On Sunday, July 16, 2017, 2:30-4:30 p.m. at the Lockwood-Mathews Mansion Museum, 295 West Avenue in Norwalk, CT, legendary Textile Conservator and FIT Professor June Burns Bové will present, What to wear? How the Bride Decides, a talk on the fashion and social history of the wedding dress.
“Museum catalogers are usually happy to be assigned a wedding dress; the date is very certain,” Ms. Bové said, “But that is the only certainty, for the very act of saving the dress is proof of its value to the woman who wore it.
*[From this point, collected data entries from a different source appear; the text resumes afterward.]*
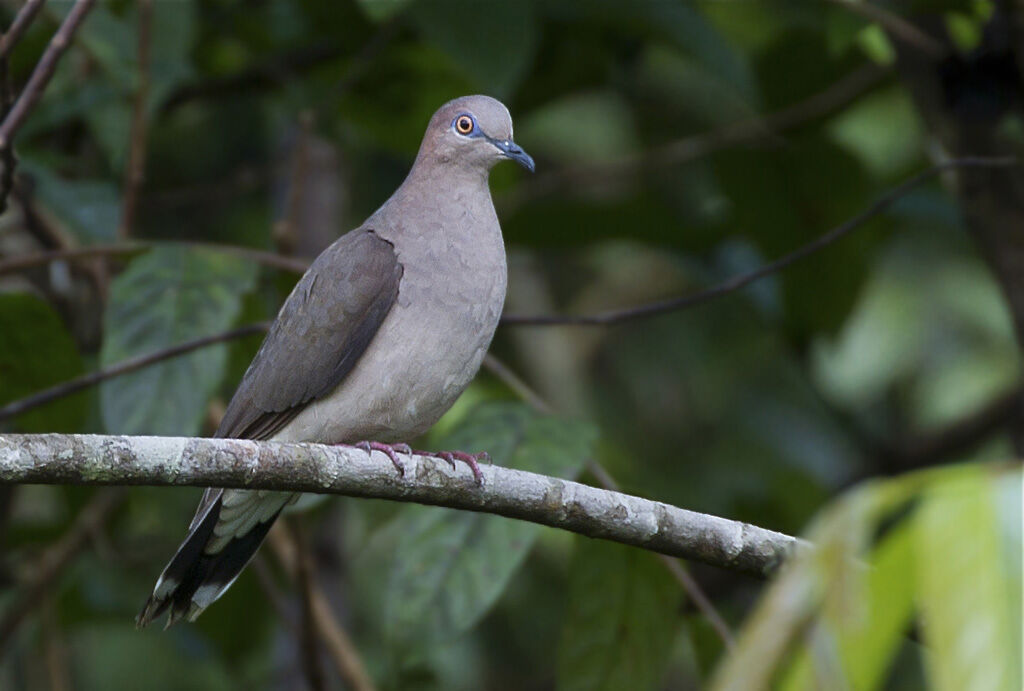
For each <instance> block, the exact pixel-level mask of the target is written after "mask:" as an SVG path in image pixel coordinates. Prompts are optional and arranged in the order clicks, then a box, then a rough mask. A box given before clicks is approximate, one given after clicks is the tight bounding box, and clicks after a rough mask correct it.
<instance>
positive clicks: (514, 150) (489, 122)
mask: <svg viewBox="0 0 1024 691" xmlns="http://www.w3.org/2000/svg"><path fill="white" fill-rule="evenodd" d="M417 159H418V160H423V159H429V160H430V162H431V163H432V164H433V165H441V166H449V165H454V166H458V167H459V168H462V169H464V170H478V171H481V172H483V173H486V172H487V171H489V170H490V168H493V167H494V165H495V164H496V163H498V162H499V161H503V160H505V159H509V160H512V161H515V162H516V163H518V164H519V165H520V166H522V167H523V168H525V169H526V170H528V171H530V172H532V171H534V159H531V158H530V157H529V155H528V154H526V152H524V150H522V148H520V147H519V145H518V144H516V143H515V142H514V141H513V140H512V117H511V116H510V115H509V111H508V109H507V107H505V105H504V104H503V103H502V102H501V101H500V100H497V99H495V98H492V97H490V96H463V97H462V98H456V99H455V100H451V101H449V102H446V103H444V105H441V106H440V109H438V111H437V113H435V114H434V117H433V118H431V119H430V125H428V126H427V132H426V134H425V135H424V136H423V144H422V145H421V146H420V154H419V156H418V157H417Z"/></svg>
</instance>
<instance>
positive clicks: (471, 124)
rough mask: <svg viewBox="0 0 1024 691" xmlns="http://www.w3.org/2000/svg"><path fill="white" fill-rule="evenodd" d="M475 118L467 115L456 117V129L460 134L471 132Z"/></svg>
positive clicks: (455, 121)
mask: <svg viewBox="0 0 1024 691" xmlns="http://www.w3.org/2000/svg"><path fill="white" fill-rule="evenodd" d="M473 125H474V123H473V119H472V118H470V117H469V116H467V115H462V116H459V117H458V118H456V119H455V131H456V132H458V133H459V134H469V133H470V132H472V131H473Z"/></svg>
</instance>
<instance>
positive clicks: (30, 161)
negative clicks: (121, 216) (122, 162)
mask: <svg viewBox="0 0 1024 691" xmlns="http://www.w3.org/2000/svg"><path fill="white" fill-rule="evenodd" d="M20 166H22V168H23V169H24V170H25V171H26V172H29V173H31V175H32V177H33V179H34V180H35V182H36V190H37V192H38V195H39V200H40V202H42V203H43V205H44V206H45V207H46V208H47V209H48V210H49V211H51V212H52V213H53V214H55V215H56V216H57V217H58V218H59V219H60V220H61V221H63V222H65V223H66V224H67V225H68V227H69V228H70V229H71V230H72V231H73V232H74V233H75V235H76V236H77V237H78V240H80V241H81V242H83V243H84V244H90V243H109V242H113V241H114V240H115V239H116V236H117V230H118V225H119V224H120V223H121V196H120V193H119V192H118V188H117V185H115V184H114V183H113V182H110V181H106V180H68V179H65V178H61V177H59V176H57V175H55V174H54V173H51V172H50V170H49V169H48V168H46V167H44V166H42V165H37V164H36V163H35V162H32V161H23V162H22V163H20Z"/></svg>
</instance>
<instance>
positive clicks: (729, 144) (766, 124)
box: [497, 64, 889, 213]
mask: <svg viewBox="0 0 1024 691" xmlns="http://www.w3.org/2000/svg"><path fill="white" fill-rule="evenodd" d="M888 74H889V72H888V71H886V70H884V69H882V68H879V67H877V66H874V64H868V66H866V67H864V68H860V69H858V70H855V71H853V72H851V73H850V74H849V75H846V76H845V77H843V78H842V79H840V80H839V81H837V82H835V83H833V84H829V85H828V86H827V87H826V88H825V89H824V90H822V91H818V92H817V93H814V94H812V95H810V96H808V97H807V98H805V99H803V100H800V101H797V102H796V103H793V104H792V105H787V106H785V107H782V109H780V110H778V111H775V112H773V113H768V114H766V115H759V116H755V117H753V118H746V119H744V120H740V121H738V122H735V123H729V124H726V125H722V126H721V127H719V128H716V129H713V130H710V131H707V132H700V133H698V134H692V135H689V136H684V137H680V138H678V139H675V140H673V141H669V142H667V143H665V144H663V145H660V146H658V147H656V148H653V149H650V150H647V152H643V153H640V154H636V155H633V156H627V157H625V158H622V159H618V160H615V161H610V162H607V163H602V164H592V165H586V166H582V165H581V166H571V167H568V168H564V169H562V170H557V171H553V172H551V173H545V174H542V175H538V176H537V177H536V178H531V179H530V180H529V181H526V182H524V183H522V184H520V185H518V186H517V187H515V188H514V189H512V190H509V191H507V192H505V193H504V195H502V197H501V198H499V199H498V200H497V202H498V207H499V209H500V210H501V211H502V212H504V213H508V212H511V211H515V210H516V209H518V208H520V207H521V206H523V205H524V204H525V203H527V202H531V201H534V200H536V199H538V198H541V197H545V196H547V195H551V193H553V192H555V191H558V190H560V189H564V188H566V187H572V188H579V187H580V186H581V185H586V184H592V183H594V182H600V181H604V180H608V179H613V178H623V177H627V176H631V175H637V174H639V173H642V172H644V171H650V170H656V169H660V168H667V167H669V166H677V165H680V164H683V163H686V162H688V161H694V160H696V159H700V158H703V157H706V156H710V155H712V154H714V153H715V152H720V150H723V149H726V148H730V147H732V146H738V145H740V144H743V143H749V142H754V141H758V140H760V139H765V138H768V137H771V136H777V135H778V134H780V133H782V132H786V131H790V130H794V129H797V128H799V127H801V126H803V125H806V124H808V123H810V122H812V121H814V120H817V119H819V118H823V117H825V116H828V115H830V114H833V113H835V112H837V111H838V110H840V109H842V107H844V106H846V105H849V104H850V103H851V102H853V101H854V100H855V99H856V98H858V97H859V96H861V95H862V94H863V93H864V92H865V91H867V90H869V89H870V88H872V87H873V86H876V85H878V84H879V83H881V82H882V81H883V79H884V78H885V77H886V76H887V75H888Z"/></svg>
It tells about her sense of style, her economic circumstances, and her social environment.”
There may be great differences between the attire of two brides married on the same day; one may wear French couture and the other, her best day dress, but the fashion lines are discernible. During the times between two great wars, American women looked to a number of sources for fashion news, starting with the colored engraving and then the photograph. Magazines directed to women were important, but so were newspapers with pictures of actresses and the social elite. Not all dresses were saved, nor are all dresses saved today. Brides often wore their dresses as reception dresses after the wedding or made children’s clothing from the fabric. Nowadays, dresses may be resold on eBay and Craigslist. We have the ones that were kept to tell us about that “one special day” and the world of the woman who wore it.
June Burns Bové earned a BA from Bucknell University in English and French Literature and an MA from New York University in Costume Studies. For twenty years a contract employee of the Costume Institute of the Metropolitan Museum of Art, June is Textile Conservator for Yeshiva University Museum and has been an adjunct assistant professor in the School of Graduate Studies of Fashion Institute of Technology since 1991 where her specialty is costume exhibition.
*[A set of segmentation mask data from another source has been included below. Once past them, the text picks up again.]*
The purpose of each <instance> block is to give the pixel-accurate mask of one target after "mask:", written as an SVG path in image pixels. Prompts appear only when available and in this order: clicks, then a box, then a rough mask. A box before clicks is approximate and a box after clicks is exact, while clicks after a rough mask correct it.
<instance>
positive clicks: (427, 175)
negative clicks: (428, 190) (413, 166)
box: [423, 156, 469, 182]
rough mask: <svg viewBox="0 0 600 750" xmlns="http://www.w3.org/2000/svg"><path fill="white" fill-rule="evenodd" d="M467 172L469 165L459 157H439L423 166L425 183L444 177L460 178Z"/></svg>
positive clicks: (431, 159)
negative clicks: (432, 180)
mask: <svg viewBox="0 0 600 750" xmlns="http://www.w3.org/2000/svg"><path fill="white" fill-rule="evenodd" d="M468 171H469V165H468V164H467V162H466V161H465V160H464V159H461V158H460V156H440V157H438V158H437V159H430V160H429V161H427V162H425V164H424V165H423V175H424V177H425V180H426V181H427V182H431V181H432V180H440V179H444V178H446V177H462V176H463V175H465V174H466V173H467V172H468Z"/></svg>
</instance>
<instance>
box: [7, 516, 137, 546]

She has consulted for many museums and institutions including The Newark Museum, The New-York Historical Society, The New Jersey Historical Society, The Jewish Museum, the Morse Museum of Winter Park, Florida, The Merchant’s House of New York City, and the Art Department of the Port Authority of New York and New Jersey. In 2011 The Costume Society of America named her a Fellow of the Society.
This Salon includes a talk, refreshments, and a tour of the first floor of the Mansion; $15 for members, $20 for non-members per session. Refreshments are courtesy of Best in Gourmet. Please RSVP by Thurs, July 13, 2017. The chair of the Lecture Committee is Mimi Findlay of New Canaan.